Lately I’ve taken a real step back from social media, whether that’s Twitter or Instagram or even Pinterest. Of course that’s partly because I’ve been overwhelmed with real life and other such matters that require me to Not Be Attached To My MacBook, but it’s also been a conscious decision too. Social media seems intent on ensuring millennial burnout, doesn’t it? In an age where we’ve - or I certainly have - grown up fumbling around and navigating the realms of the online sphere, we’re spearheading the way forward. Our parents before us never had countless platforms from which to broadcast their every moment or even a highlights reel. My Dad often leafs through a ‘highlights’ photo album that he keeps beside his bed and even then the photographs are from treasured moments, candid, with his friends and family, shot on a film camera which almost certainly wasn’t practically glued to his hand. It got me thinking about the sanctity of photo taking and savouring a moment, capturing it to be treasured forever.

Our parents before us never had countless platforms from which to broadcast.


As a blogger, the way I look at photographs is much different that I as a past journalism student or a media student or, God forbid, just a person before that. I’m a huge advocate, as you know, for blogging however I want to and yet when I’m out and about, why yes I do feel some sort of pressure to ‘get that shot’ if I see cacti in formation or to correct my posture and flick my hair ‘just so’ against a colourful backdrop. I have pages and pages (several thumb scrolls worth) of Instagram fodder on my phone, that is, seemingly pointless and impersonal photographs of artfully placed coffee cups and ‘oh I didn’t spend an hour painstakingly scattering this products on a white table’ flat lays. I adore sharing outfits but am I dedicated enough to joining the masses to shoot at the weekly popular spot? I don’t think I am. I struggle to take a train on my own at the moment, for God’s sake. Sometimes I open my Gallery to show my boyfriend a photo of something else and I think: ‘What on Earth am I doing?’ as I thumb haphazardly through these photos that, actually, don’t serve a purpose at all. It’s just social media clutter. Mind clutter.
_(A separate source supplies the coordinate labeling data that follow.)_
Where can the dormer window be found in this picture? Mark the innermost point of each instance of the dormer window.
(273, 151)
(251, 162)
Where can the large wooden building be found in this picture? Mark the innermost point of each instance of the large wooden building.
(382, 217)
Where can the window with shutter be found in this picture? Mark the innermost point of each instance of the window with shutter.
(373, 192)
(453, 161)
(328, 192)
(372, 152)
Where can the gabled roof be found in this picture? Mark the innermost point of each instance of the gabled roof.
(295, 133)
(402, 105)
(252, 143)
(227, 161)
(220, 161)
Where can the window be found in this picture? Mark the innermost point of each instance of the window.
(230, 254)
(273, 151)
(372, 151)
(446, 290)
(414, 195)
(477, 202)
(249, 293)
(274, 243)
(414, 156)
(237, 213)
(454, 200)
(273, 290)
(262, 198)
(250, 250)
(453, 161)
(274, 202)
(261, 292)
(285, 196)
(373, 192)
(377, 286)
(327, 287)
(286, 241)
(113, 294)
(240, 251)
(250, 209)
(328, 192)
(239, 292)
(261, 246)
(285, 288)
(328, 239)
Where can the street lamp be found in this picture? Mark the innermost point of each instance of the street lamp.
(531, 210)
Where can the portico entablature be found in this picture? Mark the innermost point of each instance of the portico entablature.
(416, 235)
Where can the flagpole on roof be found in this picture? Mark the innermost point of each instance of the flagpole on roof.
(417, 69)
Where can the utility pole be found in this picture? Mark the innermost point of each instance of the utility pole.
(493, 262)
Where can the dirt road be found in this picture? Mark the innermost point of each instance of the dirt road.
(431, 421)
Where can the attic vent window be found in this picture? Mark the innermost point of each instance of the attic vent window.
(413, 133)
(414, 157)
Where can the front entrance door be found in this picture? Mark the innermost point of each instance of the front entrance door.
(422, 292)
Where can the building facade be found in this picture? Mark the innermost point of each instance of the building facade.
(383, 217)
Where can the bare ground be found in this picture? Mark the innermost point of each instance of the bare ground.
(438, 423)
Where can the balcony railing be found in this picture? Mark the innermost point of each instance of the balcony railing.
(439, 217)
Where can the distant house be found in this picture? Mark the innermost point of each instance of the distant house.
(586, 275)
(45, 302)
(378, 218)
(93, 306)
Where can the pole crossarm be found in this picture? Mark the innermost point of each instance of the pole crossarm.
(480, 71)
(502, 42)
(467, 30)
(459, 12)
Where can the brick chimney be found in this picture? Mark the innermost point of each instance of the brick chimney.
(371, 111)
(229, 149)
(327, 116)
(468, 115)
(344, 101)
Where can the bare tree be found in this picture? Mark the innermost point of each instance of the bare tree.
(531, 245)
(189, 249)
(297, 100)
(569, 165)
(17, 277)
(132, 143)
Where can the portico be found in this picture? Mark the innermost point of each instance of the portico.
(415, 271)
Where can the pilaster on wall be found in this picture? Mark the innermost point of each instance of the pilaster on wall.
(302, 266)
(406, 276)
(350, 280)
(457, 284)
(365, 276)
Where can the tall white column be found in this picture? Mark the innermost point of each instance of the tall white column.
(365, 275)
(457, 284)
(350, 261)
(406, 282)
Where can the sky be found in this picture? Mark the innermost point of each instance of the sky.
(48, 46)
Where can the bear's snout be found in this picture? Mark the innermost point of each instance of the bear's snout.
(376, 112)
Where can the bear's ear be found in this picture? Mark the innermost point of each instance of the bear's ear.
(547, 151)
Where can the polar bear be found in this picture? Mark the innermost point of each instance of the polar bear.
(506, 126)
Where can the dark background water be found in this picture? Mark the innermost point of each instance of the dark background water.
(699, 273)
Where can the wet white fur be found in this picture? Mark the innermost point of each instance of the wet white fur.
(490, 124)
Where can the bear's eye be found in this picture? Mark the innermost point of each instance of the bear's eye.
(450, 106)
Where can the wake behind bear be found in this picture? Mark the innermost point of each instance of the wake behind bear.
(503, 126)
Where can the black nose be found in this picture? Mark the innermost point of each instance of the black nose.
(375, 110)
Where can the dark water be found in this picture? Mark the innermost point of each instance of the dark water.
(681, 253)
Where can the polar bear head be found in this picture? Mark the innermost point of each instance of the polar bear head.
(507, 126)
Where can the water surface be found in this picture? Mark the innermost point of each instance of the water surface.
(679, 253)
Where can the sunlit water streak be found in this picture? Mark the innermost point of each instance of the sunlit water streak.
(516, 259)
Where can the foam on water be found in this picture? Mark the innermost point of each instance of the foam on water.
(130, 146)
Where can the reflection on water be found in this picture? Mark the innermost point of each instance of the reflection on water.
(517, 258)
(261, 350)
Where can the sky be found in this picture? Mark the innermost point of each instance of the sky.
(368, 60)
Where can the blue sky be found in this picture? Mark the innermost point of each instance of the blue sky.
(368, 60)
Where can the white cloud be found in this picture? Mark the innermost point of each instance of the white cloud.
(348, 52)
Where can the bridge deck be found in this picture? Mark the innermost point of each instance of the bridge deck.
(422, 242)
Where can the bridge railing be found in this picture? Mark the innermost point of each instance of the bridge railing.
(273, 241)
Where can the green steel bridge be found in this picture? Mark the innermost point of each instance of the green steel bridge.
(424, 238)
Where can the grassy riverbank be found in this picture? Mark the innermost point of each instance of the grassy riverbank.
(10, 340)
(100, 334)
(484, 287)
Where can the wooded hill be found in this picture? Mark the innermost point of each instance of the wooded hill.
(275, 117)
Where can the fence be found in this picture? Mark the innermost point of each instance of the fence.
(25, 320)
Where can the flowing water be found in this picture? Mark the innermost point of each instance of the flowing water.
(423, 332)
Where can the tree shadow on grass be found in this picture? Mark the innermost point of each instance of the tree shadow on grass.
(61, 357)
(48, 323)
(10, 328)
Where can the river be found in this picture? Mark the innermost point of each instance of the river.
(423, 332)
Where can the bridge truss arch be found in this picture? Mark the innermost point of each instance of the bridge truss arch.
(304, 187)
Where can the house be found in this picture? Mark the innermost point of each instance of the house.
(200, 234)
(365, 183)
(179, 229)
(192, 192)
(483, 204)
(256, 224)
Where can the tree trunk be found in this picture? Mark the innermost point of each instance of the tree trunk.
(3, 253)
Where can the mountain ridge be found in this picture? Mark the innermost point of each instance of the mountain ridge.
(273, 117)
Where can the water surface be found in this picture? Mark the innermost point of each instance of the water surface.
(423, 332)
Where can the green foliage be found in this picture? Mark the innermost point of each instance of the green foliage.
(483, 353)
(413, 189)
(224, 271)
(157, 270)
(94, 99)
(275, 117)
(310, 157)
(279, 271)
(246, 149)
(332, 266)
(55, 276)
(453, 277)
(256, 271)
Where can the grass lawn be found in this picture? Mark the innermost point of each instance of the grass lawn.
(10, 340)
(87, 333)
I’ve blogged for almost 8 years now. E-i-g-h-t. I’d hazard a guess that 8 years ago, a large majority of you gals reading this post didn’t even know what a blog was. I remember the days of only having Milly, Claire and Lauren on Twitter to chat to because the idea of cross-pollinating social media and a bona fide blog was almost unheard of. I’m genuinely old school. And I suppose my thoughts on Instagram and the immediacy of the overall social media and influencer world stem from some general thoughts I’ve had about the imprint I’d like to leave on this globe. I can certainly see myself blogging for another 8 years - I can’t wait to someday bring news of a Baby Daisy! - but I can’t see myself forcibly sharing content that I don’t genuinely back. So I’m stepping back.

The idea of cross-pollinating social media and a bona fide blog was unheard of.


In a world where anybody can become an influencer if you have a smartphone and Wi-Fi and where anybody can become an expert or be this and that, I somehow lost my footing and my ultimate wish of becoming a writer was also lost. I trained as a fashion journalist only for a #ad and 20-word caption to takeover as the most commonly read source of news. It’s important, I think, to put my time where my heart is again and if that’s not on the popular platform, then so be it. It’s exhausting to keep up with the rat race: truth be told, I don’t fit the 2017 blogger/influencer mould and I don’t think I want to.